In a 2017 note, the Manufacturers Association of Nigeria said that its members achieved just 20 per cent capacity utilisation in 2016, a year in which 272 firms shut down. Several others cut back on production. The crosswind swept many workers away. In its Q1 report, the NBS noted that quarter-on-quarter growth in manufacturing was recorded at -0.79 per cent, while the sector contributed 9.31 per cent to nominal GDP.

However, this is not the scenario in other climes, where economic development determines the fate or tenure of monetary and fiscal authorities. Data compiled by Trading Economics, an American research firm, note that 20 countries, including France, Italy, Ireland, Austria, Germany and the Netherlands, and the Euro area, operate a 0.00 per cent interest rate. Unlike Nigeria, these countries thrive on production. Indeed, four countries – Japan (-0.10 per cent); Sweden (-0.50 per cent); Denmark (-0.65 per cent); and Switzerland (-0.75 per cent) – operate negative interest rates.

This is a sign that the CBN has a tough job on its hand, which it must do differently. The reality on the ground demands extraordinary policies. The CBN’s convenient claim that it is mindful that inflation is harmful, making it to keep a double-digit benchmark rate, deserves a rigorous scrutiny. Without productive activity, the economy is skirting on the edge of disaster.

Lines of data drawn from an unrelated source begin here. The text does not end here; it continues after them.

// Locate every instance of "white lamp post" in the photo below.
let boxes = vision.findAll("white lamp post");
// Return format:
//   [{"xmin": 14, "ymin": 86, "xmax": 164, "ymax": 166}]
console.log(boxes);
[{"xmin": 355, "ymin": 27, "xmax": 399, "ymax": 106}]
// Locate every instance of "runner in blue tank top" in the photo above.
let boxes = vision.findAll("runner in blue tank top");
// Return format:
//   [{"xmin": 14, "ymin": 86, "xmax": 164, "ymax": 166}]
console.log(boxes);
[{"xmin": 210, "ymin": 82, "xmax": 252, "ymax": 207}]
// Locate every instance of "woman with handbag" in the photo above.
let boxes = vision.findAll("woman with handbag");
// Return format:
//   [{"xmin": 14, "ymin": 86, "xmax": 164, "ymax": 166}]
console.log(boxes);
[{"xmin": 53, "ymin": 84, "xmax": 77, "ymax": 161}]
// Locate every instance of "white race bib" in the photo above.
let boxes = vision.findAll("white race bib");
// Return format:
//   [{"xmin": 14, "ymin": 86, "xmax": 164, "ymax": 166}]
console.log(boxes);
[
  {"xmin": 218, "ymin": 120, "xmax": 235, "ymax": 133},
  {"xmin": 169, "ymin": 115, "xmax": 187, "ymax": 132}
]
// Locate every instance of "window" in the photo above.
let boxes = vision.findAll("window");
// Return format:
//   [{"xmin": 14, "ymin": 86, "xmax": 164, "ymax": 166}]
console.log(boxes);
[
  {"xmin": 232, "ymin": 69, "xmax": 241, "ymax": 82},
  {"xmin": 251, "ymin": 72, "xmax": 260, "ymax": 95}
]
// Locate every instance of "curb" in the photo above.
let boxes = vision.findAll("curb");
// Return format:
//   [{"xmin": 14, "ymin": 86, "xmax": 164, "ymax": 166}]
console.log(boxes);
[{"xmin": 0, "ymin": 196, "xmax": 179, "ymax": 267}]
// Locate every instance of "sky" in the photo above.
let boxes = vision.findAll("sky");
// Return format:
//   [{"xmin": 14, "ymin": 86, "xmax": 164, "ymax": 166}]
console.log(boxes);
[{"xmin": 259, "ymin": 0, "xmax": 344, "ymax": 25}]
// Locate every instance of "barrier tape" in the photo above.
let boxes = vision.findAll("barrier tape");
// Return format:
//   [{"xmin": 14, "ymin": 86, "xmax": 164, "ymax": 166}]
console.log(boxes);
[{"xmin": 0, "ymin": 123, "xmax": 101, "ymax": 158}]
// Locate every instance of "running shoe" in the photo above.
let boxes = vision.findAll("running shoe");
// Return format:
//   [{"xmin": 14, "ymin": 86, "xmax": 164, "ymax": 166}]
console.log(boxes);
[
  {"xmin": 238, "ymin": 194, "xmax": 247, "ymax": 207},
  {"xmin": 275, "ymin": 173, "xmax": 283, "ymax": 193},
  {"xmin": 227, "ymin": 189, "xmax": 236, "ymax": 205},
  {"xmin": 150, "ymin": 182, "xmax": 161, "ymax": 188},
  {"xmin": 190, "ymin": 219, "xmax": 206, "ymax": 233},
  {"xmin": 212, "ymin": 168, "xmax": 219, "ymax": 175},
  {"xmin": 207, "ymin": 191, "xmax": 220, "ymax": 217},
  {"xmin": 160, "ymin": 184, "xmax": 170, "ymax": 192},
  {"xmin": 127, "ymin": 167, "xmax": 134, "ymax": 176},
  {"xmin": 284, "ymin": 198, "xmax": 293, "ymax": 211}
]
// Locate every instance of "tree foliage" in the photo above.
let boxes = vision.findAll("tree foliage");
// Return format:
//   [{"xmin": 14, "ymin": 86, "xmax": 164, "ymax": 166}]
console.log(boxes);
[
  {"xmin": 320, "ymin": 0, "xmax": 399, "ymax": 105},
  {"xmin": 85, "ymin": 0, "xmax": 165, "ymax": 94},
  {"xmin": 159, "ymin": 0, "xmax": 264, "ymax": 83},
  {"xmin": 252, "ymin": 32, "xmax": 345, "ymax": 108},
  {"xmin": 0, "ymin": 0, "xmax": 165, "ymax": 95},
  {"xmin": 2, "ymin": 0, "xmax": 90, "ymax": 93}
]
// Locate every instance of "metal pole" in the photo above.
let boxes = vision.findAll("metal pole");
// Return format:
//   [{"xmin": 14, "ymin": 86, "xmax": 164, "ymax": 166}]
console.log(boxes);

Ayo Teriba, an economist, calls for immediate reforms in Nigeria’s monetary policy processes, Nigeria’s banking supervision arrangements and Nigeria’s foreign investment policies. “Those reforms are needed to ensure an orderly transition to a low MPR/low CRR regime that is urgently needed to boost growth and investment,” he says. It has also been suggested that the CBN should address bank excess liquidity issue once and for all. Some schools of thought posit that its practice of mopping up funds it does not need at a top rate from the banks to curb excess liquidity needs a review. It could also give dollarised certificates instead of substituting naira for money being earned by the three tiers of government from oil sales. In the short-term, all this and other options should be considered to move Nigeria out of a discouraging interest rate regime that disenfranchises start-ups and established businesses. In the long run, it is the state of the economy that determines interest rates.